Regarding fat loss under the skin (lipoatrophy), the opposite gender effect occurred. Even though rates were high for both men and women, those for men were higher. For example, fat loss in the arms and legs was higher among men (68%) than among women (54%). Facial fat loss occurred in 57% of men, compared with only 22% of women. Also, fat loss in the buttocks was reported in 59% of men, but only 44% of women.

There were also gender differences regarding the most common areas of body fat redistribution. The most commonly reported types of redistribution among men were fat accumulation in the abdomen and fat loss in the arms and legs. The most commonly reported types of redistribution among women were fat accumulation in both the breasts and abdomen. All of these corresponding rates of BFR were higher than those in age-matched, gender-matched, HIV negative controls.
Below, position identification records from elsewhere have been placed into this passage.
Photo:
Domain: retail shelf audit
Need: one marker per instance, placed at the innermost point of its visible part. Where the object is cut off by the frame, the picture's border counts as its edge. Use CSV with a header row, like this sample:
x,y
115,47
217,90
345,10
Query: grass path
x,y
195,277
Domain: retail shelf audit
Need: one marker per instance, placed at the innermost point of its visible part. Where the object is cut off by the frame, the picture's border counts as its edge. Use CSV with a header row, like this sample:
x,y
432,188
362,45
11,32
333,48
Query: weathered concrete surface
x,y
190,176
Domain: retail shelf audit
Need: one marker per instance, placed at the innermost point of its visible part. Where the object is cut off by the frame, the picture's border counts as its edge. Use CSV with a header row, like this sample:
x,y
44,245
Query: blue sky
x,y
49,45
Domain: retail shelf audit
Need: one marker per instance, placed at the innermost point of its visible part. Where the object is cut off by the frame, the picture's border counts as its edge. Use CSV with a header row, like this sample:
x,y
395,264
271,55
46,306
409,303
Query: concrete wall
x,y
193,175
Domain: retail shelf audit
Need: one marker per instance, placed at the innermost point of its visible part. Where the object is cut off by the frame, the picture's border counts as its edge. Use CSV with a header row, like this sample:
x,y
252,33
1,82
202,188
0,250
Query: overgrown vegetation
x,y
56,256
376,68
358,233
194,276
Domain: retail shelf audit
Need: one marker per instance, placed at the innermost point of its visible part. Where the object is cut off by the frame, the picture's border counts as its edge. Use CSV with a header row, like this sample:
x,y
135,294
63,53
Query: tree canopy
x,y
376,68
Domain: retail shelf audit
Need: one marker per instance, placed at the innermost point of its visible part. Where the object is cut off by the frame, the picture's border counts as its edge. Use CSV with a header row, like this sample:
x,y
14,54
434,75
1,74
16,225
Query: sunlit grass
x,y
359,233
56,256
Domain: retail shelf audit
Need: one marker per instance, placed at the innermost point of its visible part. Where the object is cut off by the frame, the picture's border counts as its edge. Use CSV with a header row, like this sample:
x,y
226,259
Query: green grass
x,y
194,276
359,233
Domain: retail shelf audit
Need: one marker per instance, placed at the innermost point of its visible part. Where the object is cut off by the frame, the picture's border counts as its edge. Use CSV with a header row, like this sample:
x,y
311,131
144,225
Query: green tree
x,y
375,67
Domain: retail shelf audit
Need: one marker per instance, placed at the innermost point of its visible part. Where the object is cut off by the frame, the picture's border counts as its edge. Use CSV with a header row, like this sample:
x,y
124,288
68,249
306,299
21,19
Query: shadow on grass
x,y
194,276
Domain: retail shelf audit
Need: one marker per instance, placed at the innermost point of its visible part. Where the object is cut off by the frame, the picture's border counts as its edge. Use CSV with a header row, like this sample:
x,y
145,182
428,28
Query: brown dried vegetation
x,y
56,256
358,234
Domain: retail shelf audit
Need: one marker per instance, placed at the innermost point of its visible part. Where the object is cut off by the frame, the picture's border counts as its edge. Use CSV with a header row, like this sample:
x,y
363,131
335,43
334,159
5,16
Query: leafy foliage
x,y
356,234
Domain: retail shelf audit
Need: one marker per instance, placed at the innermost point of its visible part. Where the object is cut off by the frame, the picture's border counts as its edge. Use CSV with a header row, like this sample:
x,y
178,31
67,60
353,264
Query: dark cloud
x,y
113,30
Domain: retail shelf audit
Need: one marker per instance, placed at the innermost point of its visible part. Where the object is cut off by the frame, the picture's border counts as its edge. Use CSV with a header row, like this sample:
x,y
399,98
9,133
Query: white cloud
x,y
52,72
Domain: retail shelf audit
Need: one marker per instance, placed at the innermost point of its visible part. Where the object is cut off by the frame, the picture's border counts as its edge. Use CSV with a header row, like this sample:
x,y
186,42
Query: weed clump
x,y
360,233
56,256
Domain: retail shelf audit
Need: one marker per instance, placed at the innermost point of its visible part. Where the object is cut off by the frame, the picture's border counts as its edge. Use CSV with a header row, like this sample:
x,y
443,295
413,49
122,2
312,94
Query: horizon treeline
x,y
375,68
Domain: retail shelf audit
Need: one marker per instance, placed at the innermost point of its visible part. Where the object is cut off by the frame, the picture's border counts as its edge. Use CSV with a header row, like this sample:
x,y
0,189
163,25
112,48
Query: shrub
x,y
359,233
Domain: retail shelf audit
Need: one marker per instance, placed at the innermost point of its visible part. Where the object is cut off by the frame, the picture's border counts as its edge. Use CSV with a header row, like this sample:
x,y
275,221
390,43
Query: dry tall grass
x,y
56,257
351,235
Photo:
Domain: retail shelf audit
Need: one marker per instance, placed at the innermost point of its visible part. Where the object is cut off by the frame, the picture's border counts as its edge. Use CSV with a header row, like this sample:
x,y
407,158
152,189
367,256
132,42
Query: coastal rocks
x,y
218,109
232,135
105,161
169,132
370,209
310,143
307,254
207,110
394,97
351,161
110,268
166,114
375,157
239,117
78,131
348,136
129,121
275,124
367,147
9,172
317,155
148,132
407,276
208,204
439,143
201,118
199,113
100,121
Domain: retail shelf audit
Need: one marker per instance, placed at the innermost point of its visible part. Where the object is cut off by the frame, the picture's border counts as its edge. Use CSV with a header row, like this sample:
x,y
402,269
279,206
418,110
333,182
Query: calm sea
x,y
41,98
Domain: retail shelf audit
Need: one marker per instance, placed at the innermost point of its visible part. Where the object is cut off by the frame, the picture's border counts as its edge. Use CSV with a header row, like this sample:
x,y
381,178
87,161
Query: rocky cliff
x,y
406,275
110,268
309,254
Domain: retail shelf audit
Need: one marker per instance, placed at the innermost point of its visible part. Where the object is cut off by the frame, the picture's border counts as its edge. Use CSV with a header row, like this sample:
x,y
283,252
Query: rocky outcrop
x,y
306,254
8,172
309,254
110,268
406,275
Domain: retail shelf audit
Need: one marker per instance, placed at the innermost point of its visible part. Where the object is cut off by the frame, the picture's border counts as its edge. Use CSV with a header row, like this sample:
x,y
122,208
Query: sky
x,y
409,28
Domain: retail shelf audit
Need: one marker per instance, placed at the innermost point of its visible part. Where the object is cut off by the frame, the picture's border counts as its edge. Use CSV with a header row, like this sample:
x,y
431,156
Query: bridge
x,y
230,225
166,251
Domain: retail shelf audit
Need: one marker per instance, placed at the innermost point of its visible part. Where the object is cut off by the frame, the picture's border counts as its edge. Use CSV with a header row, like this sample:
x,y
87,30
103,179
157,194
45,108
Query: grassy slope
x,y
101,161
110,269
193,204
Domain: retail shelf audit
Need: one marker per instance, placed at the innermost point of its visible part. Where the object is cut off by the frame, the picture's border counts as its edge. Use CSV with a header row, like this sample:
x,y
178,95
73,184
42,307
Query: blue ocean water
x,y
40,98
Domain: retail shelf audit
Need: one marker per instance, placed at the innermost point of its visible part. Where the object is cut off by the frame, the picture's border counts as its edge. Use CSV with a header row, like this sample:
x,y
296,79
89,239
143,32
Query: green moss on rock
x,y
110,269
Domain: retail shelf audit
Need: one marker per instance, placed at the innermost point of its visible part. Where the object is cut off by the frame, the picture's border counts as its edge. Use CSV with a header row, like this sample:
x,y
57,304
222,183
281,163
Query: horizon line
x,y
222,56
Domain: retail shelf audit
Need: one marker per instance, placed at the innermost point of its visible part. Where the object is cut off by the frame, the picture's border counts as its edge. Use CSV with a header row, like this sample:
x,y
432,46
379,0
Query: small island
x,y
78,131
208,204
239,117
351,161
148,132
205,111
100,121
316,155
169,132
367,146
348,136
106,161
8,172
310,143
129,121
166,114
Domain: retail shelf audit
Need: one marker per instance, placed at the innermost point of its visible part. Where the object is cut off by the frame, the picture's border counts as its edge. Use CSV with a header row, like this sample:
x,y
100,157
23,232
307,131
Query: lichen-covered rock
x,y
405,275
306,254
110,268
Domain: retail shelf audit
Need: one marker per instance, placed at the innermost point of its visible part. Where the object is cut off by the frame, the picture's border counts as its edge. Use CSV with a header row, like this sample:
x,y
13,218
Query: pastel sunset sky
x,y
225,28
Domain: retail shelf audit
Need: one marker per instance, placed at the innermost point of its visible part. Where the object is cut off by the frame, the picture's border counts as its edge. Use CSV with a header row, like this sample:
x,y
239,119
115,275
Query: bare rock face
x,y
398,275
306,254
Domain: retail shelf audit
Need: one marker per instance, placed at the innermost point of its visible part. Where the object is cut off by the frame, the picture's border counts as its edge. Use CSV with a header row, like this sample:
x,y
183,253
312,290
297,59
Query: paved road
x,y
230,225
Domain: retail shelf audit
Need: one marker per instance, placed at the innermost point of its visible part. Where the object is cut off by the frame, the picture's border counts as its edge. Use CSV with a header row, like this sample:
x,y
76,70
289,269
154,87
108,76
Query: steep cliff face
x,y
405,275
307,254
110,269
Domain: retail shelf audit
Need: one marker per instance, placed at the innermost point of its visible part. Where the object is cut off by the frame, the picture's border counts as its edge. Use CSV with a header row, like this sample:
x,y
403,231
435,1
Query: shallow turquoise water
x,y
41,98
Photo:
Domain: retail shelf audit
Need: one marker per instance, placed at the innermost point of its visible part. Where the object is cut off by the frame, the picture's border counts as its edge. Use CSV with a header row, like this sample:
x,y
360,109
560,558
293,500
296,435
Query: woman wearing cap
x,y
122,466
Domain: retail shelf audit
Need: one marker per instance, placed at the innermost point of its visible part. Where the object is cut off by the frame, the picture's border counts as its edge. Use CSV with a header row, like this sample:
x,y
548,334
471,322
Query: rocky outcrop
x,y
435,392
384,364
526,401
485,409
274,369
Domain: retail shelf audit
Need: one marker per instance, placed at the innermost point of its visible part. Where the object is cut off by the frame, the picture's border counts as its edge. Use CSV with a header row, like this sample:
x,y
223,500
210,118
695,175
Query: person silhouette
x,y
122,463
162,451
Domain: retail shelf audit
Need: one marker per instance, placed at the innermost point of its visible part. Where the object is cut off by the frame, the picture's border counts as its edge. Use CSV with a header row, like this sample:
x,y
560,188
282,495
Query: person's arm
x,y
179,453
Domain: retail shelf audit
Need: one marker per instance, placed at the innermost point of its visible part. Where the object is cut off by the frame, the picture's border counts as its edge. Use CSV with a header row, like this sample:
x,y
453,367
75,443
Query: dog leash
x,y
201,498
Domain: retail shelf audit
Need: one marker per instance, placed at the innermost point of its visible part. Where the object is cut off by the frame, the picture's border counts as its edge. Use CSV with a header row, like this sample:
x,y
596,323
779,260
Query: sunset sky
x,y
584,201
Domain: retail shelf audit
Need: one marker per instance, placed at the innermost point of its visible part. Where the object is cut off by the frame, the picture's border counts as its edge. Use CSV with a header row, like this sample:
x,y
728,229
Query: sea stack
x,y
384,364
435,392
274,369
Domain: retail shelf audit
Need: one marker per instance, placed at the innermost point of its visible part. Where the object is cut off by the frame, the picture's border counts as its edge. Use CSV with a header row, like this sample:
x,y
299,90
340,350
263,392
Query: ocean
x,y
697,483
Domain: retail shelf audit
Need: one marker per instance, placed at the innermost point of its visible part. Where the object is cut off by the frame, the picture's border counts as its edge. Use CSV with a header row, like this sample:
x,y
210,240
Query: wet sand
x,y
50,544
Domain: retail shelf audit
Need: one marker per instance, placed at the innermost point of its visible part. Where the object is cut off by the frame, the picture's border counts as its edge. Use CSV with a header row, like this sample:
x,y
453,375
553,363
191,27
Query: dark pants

Blood fat abnormalities were more common among men than among women. High triglyceride levels occurred in 84% of men, compared with only 32% of women. Similarly, high cholesterol levels were detected among 53% of men, compared with only 28% of women. High blood sugar rates were low among both genders, but were higher nonetheless among men (15%) than among women (6%). As with fat redistribution, these metabolic changes were less common in age-matched, gender-matched controls. The authors commented that a proposed case definition of fat redistribution and metabolic abnormalities must take into account gender differences.

Similar gender differences in fat redistribution and blood lipid levels were also noted in a cohort study by J. Falutz and colleagues from Montreal. Another report by J. Galli and colleagues from Milan, Italy, also found higher rates of fat redistribution among women than among men.

In a separate analysis from the SALSA cohort, various fat redistribution locations were analyzed by body mass index (or BMI, which equals weight divided by height squared). A body mass index greater than 28 kg/m² is considered overweight, while a BMI less than 21 kg/m² is considered underweight. For men, being overweight was associated with a higher percentage having fat accumulation in the belly (88%), compared with those who were underweight who had the same accumulation (57%). The opposite trend occurred when examining fat loss. For men, being underweight was associated with a higher percentage having fat loss in the face (57%), compared with those who were overweight who had facial fat loss (20%). No statistical analyses were reported.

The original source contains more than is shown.